Path to the configuration file. Kaspersky Security for Windows Server imports settings from the specified configuration file created in the application. Kaspersky Security for Windows Server does not import passwords from the configuration file, for example, account passwords for starting tasks, or passwords for connecting to a proxy server. Once the settings are imported, you will have to enter all passwords manually. If the configuration file is not specified, the application will start to work with the default settings after setup.
The default value for CONFIGPATH=<configuration file name> is not specified.
Enabling network connections for the Application Console option is used to install Kaspersky Security for Windows Server Console on another device. You can remotely manage device protection from another device with the Kaspersky Security for Windows Server Console installed. Port 135 (TCP) is opened in Microsoft Windows Firewall, network connections are allowed for the executable file kavfsrcn.exe for remote management of Kaspersky Security for Windows Server, and access is granted to DCOM applications. When installation is complete, add users to the KAVWSEE Administrators group to let them remotely manage the application, if the protected device operates on the Microsoft Windows Server 2008, and allow network connections to the Kaspersky Security Management Service (kavfsgt.exe file) on the protected device. You can read more about additional configuration when the Kaspersky Security for Windows Server Console is installed on another device.

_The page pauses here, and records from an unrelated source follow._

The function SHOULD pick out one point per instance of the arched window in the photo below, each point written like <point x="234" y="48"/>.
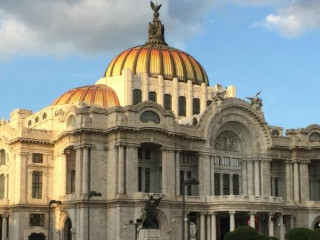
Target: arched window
<point x="2" y="186"/>
<point x="196" y="106"/>
<point x="137" y="96"/>
<point x="167" y="102"/>
<point x="152" y="96"/>
<point x="149" y="116"/>
<point x="2" y="157"/>
<point x="182" y="106"/>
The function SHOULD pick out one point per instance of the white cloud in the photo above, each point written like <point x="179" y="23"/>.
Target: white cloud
<point x="63" y="27"/>
<point x="294" y="19"/>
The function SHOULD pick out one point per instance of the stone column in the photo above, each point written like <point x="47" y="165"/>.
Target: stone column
<point x="177" y="159"/>
<point x="213" y="227"/>
<point x="132" y="169"/>
<point x="78" y="183"/>
<point x="288" y="180"/>
<point x="202" y="226"/>
<point x="232" y="221"/>
<point x="208" y="226"/>
<point x="85" y="170"/>
<point x="250" y="177"/>
<point x="296" y="182"/>
<point x="304" y="181"/>
<point x="244" y="177"/>
<point x="271" y="225"/>
<point x="121" y="169"/>
<point x="4" y="227"/>
<point x="63" y="177"/>
<point x="252" y="222"/>
<point x="265" y="178"/>
<point x="256" y="177"/>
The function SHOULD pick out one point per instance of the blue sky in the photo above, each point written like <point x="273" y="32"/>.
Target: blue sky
<point x="268" y="45"/>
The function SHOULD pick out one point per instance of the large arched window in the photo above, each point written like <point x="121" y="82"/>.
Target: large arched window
<point x="196" y="106"/>
<point x="2" y="157"/>
<point x="2" y="186"/>
<point x="167" y="102"/>
<point x="137" y="96"/>
<point x="182" y="106"/>
<point x="152" y="96"/>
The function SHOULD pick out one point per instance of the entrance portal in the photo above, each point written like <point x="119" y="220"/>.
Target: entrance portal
<point x="37" y="236"/>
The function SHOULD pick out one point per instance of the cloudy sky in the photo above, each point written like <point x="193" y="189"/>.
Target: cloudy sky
<point x="50" y="46"/>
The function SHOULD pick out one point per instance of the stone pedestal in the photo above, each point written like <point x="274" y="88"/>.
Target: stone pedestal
<point x="149" y="234"/>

The possible values for ADDWFEXCLUSION=<value> command line option are as follows:
1 – allow.
0 – deny (default value).
Disabling the check for incompatible software. Use this setting to enable or disable the check for incompatible software during background installation of the application on the protected device.Regardless of the value of this setting, during installation of Kaspersky Security for Windows Server, the application always warns about other versions of the application installed on the protected device.

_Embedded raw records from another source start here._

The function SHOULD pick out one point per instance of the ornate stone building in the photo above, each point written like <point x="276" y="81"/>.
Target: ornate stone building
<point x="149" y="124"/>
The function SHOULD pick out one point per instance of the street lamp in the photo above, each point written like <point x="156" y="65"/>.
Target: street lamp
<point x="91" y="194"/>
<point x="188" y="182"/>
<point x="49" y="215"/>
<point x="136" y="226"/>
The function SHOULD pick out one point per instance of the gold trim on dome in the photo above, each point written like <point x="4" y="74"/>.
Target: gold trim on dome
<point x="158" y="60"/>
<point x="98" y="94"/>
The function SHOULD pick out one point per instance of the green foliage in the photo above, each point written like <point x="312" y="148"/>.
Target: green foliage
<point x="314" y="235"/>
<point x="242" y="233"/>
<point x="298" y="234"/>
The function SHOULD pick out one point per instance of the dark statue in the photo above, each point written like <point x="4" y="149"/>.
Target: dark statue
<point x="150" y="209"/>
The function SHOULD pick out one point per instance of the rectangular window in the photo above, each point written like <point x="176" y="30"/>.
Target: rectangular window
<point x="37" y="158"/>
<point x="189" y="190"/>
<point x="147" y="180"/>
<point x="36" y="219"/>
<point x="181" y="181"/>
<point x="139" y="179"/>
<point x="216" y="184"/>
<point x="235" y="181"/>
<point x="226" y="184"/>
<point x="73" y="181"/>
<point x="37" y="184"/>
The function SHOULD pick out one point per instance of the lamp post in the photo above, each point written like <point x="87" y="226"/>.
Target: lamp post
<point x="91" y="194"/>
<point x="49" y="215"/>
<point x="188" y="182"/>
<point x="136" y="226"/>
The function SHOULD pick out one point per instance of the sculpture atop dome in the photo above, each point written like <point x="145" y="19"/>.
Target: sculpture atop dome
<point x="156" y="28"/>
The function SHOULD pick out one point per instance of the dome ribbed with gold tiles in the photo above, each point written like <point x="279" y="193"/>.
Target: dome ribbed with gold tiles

The possible values for SKIPINCOMPATIBLESW=<value> command line option are as follows:
0 – The check for incompatible software is performed (default value).
1 – The check for incompatible software is not performed.

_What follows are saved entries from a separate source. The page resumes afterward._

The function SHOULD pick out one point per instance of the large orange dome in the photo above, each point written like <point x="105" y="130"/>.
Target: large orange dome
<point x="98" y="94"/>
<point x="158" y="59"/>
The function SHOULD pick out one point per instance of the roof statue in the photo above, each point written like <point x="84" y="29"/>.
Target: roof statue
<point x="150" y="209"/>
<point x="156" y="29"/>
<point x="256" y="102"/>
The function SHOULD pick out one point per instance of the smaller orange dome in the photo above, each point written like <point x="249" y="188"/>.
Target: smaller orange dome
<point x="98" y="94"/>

Uninstallation settings and command line options in Windows Installer
Restoring quarantined objects.
The possible values for RESTOREQTN=<value> command line option are as follows:
0 – Remove quarantined content (default value).
1 – Restore quarantined content to the folder specified by the RESTOREPATH parameter into the \Quarantine subfolder.
Restoring the content of backup.
The possible values for RESTOREBCK=<value> command line option are as follows:
0 – Remove backup content (default value).
1 – Restore backup contents to the folder specified by the RESTOREPATH parameter into the \Backup subfolder.
Enter the current password to confirm the uninstallation (if password protection is enabled).
The default value for UNLOCK_PASSWORD=<specified password> is not specified.
Folder for restored objects. Restored objects will be saved to the specified folder.
The default value for RESTOREPATH=<full path to the folder> command line option is %ALLUSERSPROFILE%\Application Data\Kaspersky Lab\Kaspersky Security for Windows Server\11\Restored.